Norman Eisen, a former White House ethics lawyer under the Barack Obama administration, said Wednesday on CNN's "Anderson Cooper 360" that Ivanka Trump's official role at the White House as an assistant to her father President Donald Trump violates nepotism laws.

Former President George W. Bush's ethics lawyer Richard Painter reportedly also agreed with Eisen.

"My view — and it's a bipartisan view, professor [Richard] Painter, the Bush ethics czar, agrees with me — is that the nepotism statute does apply," Eisen said. "For decades, the Justice Department held [the position], 'Yes, the nepotism statute does apply to the White House office.' It's a murky area, reasonable minds can disagree. President Trump got an opinion from the Justice Department that the nepotism statute doesn't apply to his White House. We disagree with that opinion."

An announcement was made early Wednesday that the first daughter will become a government employee at the White House and will serve as the president's assistant. Earlier this month, the first daughter was offered an office in the West Wing of the White House adjacent to one of Trump's most trusted senior advisers. However, ethics watchdogs were also critical of her unofficial role and said that it would allow her to avoid certain major disclosures and ethics rules that one has to follow while serving in the government.

"I have heard the concerns some have with my advising the President in my personal capacity while voluntarily complying with all ethics rules, and I will instead serve as an unpaid employee in the White House Office, subject to all of the same rules as other federal employees," Ivanka Trump said in response to the critics' concerns, CNN reported. "Throughout this process I have been working closely and in good faith with the White House counsel and my personal counsel to address the unprecedented nature of my role."

The nepotism law, passed in 1967, states that "no public official from the president down to a low-level manager at a federal agency may hire or promote a relative." However, the law had an exception, which said that any employee violating the law is "not entitled to pay" by the federal government.
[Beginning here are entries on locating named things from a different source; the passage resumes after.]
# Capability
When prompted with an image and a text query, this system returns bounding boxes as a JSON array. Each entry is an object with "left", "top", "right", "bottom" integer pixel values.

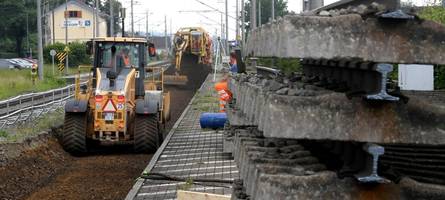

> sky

[{"left": 118, "top": 0, "right": 432, "bottom": 40}]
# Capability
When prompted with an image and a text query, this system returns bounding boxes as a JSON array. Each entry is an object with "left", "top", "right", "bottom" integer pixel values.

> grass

[
  {"left": 0, "top": 65, "right": 66, "bottom": 99},
  {"left": 0, "top": 109, "right": 64, "bottom": 143}
]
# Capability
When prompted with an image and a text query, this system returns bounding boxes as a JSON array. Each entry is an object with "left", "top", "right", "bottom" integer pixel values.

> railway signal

[{"left": 49, "top": 49, "right": 57, "bottom": 76}]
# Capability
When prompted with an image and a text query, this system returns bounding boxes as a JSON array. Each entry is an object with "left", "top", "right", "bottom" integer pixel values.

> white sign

[
  {"left": 62, "top": 19, "right": 91, "bottom": 27},
  {"left": 398, "top": 64, "right": 434, "bottom": 91},
  {"left": 49, "top": 49, "right": 57, "bottom": 56}
]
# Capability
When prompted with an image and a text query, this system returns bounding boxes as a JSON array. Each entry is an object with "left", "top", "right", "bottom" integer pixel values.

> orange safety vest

[{"left": 215, "top": 81, "right": 232, "bottom": 112}]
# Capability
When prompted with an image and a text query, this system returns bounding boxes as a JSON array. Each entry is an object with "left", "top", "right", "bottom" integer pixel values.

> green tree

[
  {"left": 244, "top": 0, "right": 289, "bottom": 31},
  {"left": 0, "top": 0, "right": 32, "bottom": 57}
]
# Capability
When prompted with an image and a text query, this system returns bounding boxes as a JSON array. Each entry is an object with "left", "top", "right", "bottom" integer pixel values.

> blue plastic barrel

[{"left": 199, "top": 113, "right": 227, "bottom": 129}]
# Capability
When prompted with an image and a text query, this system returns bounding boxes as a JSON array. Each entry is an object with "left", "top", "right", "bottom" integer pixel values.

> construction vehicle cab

[
  {"left": 62, "top": 38, "right": 170, "bottom": 154},
  {"left": 166, "top": 27, "right": 213, "bottom": 85}
]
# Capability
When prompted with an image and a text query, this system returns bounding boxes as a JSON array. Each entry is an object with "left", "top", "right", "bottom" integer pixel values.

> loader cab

[{"left": 92, "top": 38, "right": 149, "bottom": 98}]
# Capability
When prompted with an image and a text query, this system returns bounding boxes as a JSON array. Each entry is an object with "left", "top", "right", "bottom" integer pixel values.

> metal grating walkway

[{"left": 126, "top": 76, "right": 239, "bottom": 200}]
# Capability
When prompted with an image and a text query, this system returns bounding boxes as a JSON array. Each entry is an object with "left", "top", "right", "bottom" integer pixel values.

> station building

[{"left": 44, "top": 0, "right": 108, "bottom": 45}]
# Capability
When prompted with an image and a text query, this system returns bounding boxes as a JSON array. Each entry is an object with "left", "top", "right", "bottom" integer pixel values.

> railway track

[{"left": 0, "top": 61, "right": 171, "bottom": 129}]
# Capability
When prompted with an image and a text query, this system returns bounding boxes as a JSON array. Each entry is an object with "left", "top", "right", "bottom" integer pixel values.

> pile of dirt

[
  {"left": 0, "top": 133, "right": 73, "bottom": 199},
  {"left": 0, "top": 58, "right": 211, "bottom": 200}
]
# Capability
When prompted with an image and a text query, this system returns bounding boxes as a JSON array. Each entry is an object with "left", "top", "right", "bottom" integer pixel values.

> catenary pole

[{"left": 37, "top": 0, "right": 43, "bottom": 80}]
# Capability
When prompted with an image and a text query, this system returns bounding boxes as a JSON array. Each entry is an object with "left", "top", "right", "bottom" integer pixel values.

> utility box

[{"left": 399, "top": 64, "right": 434, "bottom": 91}]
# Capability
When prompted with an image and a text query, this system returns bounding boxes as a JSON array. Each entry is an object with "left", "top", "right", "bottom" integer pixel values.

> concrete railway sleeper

[
  {"left": 224, "top": 65, "right": 445, "bottom": 199},
  {"left": 225, "top": 126, "right": 445, "bottom": 199}
]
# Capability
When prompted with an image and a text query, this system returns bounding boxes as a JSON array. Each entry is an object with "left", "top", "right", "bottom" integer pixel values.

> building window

[{"left": 65, "top": 10, "right": 82, "bottom": 18}]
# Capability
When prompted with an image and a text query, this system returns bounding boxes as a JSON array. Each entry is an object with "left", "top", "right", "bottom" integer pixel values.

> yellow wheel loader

[
  {"left": 62, "top": 37, "right": 170, "bottom": 154},
  {"left": 165, "top": 27, "right": 213, "bottom": 85}
]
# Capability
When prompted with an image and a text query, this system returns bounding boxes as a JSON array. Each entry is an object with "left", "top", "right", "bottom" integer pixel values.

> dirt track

[{"left": 0, "top": 57, "right": 209, "bottom": 200}]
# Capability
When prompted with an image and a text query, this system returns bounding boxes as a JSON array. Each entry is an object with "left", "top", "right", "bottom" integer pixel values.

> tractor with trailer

[
  {"left": 166, "top": 27, "right": 213, "bottom": 85},
  {"left": 62, "top": 37, "right": 170, "bottom": 154}
]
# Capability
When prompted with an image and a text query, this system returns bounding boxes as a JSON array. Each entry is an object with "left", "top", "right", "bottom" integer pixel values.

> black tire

[
  {"left": 134, "top": 114, "right": 159, "bottom": 153},
  {"left": 62, "top": 113, "right": 87, "bottom": 155}
]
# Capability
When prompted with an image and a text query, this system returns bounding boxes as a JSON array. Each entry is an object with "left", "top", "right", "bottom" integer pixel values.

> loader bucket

[{"left": 164, "top": 75, "right": 188, "bottom": 85}]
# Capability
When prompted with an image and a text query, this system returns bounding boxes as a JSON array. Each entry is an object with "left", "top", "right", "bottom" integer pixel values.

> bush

[{"left": 43, "top": 42, "right": 91, "bottom": 67}]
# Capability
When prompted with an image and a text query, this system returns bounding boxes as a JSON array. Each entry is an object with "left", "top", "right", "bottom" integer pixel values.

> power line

[{"left": 195, "top": 0, "right": 236, "bottom": 20}]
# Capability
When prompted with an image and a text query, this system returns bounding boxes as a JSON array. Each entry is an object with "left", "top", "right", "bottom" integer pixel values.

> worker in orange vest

[{"left": 215, "top": 77, "right": 232, "bottom": 112}]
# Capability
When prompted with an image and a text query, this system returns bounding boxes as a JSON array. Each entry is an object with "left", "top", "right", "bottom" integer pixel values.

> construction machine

[
  {"left": 62, "top": 37, "right": 170, "bottom": 154},
  {"left": 166, "top": 27, "right": 213, "bottom": 85}
]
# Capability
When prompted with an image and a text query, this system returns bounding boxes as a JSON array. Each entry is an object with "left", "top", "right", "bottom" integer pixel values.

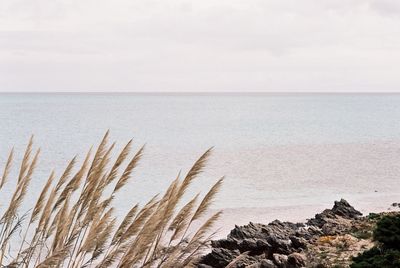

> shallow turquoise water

[{"left": 0, "top": 94, "right": 400, "bottom": 219}]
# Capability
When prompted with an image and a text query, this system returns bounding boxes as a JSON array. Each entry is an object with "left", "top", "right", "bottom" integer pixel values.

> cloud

[{"left": 0, "top": 0, "right": 400, "bottom": 91}]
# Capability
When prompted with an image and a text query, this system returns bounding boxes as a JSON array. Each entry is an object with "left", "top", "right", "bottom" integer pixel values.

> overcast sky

[{"left": 0, "top": 0, "right": 400, "bottom": 92}]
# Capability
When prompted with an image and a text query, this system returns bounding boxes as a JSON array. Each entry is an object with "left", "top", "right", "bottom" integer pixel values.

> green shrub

[
  {"left": 350, "top": 247, "right": 400, "bottom": 268},
  {"left": 374, "top": 215, "right": 400, "bottom": 249},
  {"left": 350, "top": 215, "right": 400, "bottom": 268}
]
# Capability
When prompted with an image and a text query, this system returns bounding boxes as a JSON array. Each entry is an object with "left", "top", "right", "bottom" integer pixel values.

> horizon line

[{"left": 0, "top": 91, "right": 400, "bottom": 95}]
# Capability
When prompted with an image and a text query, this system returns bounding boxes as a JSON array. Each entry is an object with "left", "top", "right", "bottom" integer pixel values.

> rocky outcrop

[{"left": 198, "top": 199, "right": 362, "bottom": 268}]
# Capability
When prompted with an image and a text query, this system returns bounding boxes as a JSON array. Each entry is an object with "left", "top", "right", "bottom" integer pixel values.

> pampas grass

[{"left": 0, "top": 131, "right": 223, "bottom": 268}]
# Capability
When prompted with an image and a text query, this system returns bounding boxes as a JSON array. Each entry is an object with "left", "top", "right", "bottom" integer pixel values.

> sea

[{"left": 0, "top": 93, "right": 400, "bottom": 230}]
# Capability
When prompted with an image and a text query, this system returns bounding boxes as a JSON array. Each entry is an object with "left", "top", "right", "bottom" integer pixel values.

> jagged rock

[
  {"left": 307, "top": 199, "right": 362, "bottom": 235},
  {"left": 246, "top": 259, "right": 277, "bottom": 268},
  {"left": 272, "top": 253, "right": 288, "bottom": 268},
  {"left": 307, "top": 199, "right": 362, "bottom": 228},
  {"left": 287, "top": 252, "right": 306, "bottom": 268},
  {"left": 198, "top": 199, "right": 362, "bottom": 268},
  {"left": 200, "top": 248, "right": 240, "bottom": 268}
]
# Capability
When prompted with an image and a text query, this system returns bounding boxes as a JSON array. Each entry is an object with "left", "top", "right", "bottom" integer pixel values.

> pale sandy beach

[{"left": 205, "top": 141, "right": 400, "bottom": 236}]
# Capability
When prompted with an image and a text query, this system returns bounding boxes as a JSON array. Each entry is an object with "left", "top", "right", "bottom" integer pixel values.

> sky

[{"left": 0, "top": 0, "right": 400, "bottom": 92}]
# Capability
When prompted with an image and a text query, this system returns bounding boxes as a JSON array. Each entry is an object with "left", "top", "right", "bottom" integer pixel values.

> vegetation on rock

[{"left": 351, "top": 214, "right": 400, "bottom": 268}]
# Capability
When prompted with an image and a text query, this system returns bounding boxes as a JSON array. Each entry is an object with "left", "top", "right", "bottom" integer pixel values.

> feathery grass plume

[
  {"left": 105, "top": 140, "right": 132, "bottom": 186},
  {"left": 190, "top": 177, "right": 224, "bottom": 222},
  {"left": 56, "top": 156, "right": 76, "bottom": 192},
  {"left": 111, "top": 204, "right": 139, "bottom": 245},
  {"left": 168, "top": 194, "right": 199, "bottom": 243},
  {"left": 113, "top": 146, "right": 144, "bottom": 193},
  {"left": 0, "top": 148, "right": 14, "bottom": 190},
  {"left": 18, "top": 135, "right": 33, "bottom": 183},
  {"left": 29, "top": 170, "right": 55, "bottom": 223},
  {"left": 53, "top": 150, "right": 91, "bottom": 211},
  {"left": 0, "top": 131, "right": 222, "bottom": 268}
]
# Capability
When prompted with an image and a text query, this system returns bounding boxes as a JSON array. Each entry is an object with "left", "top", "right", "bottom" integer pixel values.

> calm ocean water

[{"left": 0, "top": 94, "right": 400, "bottom": 223}]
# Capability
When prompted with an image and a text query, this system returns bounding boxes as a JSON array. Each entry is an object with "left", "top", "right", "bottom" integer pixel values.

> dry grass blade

[
  {"left": 36, "top": 248, "right": 68, "bottom": 268},
  {"left": 113, "top": 146, "right": 144, "bottom": 193},
  {"left": 190, "top": 178, "right": 224, "bottom": 222},
  {"left": 105, "top": 140, "right": 132, "bottom": 186},
  {"left": 0, "top": 148, "right": 14, "bottom": 189},
  {"left": 0, "top": 135, "right": 222, "bottom": 268},
  {"left": 111, "top": 204, "right": 139, "bottom": 245},
  {"left": 168, "top": 195, "right": 199, "bottom": 242},
  {"left": 56, "top": 156, "right": 76, "bottom": 192},
  {"left": 29, "top": 171, "right": 54, "bottom": 223},
  {"left": 18, "top": 135, "right": 33, "bottom": 183},
  {"left": 178, "top": 148, "right": 213, "bottom": 202}
]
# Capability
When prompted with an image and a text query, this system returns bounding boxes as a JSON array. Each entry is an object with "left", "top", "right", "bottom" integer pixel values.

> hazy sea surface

[{"left": 0, "top": 94, "right": 400, "bottom": 230}]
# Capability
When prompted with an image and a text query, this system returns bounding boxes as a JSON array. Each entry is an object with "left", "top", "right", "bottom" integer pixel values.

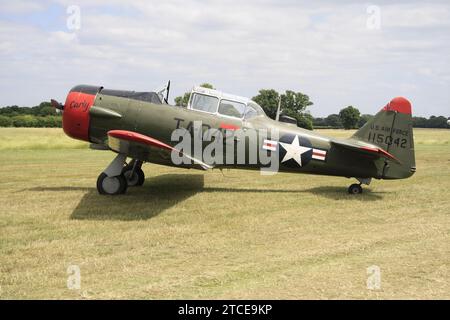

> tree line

[{"left": 0, "top": 87, "right": 450, "bottom": 130}]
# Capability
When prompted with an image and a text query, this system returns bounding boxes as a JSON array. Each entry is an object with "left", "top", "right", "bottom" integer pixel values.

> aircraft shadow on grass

[{"left": 27, "top": 174, "right": 383, "bottom": 221}]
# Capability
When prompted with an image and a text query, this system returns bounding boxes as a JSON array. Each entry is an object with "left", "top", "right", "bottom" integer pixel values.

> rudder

[{"left": 352, "top": 97, "right": 416, "bottom": 179}]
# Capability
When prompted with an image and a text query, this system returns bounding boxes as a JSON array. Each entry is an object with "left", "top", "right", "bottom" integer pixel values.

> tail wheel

[
  {"left": 122, "top": 166, "right": 145, "bottom": 187},
  {"left": 348, "top": 183, "right": 362, "bottom": 194},
  {"left": 97, "top": 172, "right": 128, "bottom": 195}
]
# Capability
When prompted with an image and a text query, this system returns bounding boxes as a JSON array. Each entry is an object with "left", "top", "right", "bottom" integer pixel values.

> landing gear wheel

This exception appears to provide the opportunity to Ivanka Trump to be an unpaid employee while serving in the government.

When her husband Jared Kushner, joined in January as Trump's senior adviser, the Justice Department said that his appointment did not violate federal anti-nepotism laws.

"In choosing his personal staff, the President enjoys an unusual degree of freedom, which Congress found suitable to the demands of his office," wrote Daniel Koffsky, deputy assistant attorney general in the DOJ Office of Legal Counsel that deals with the interpretation of federal laws, CNN reported.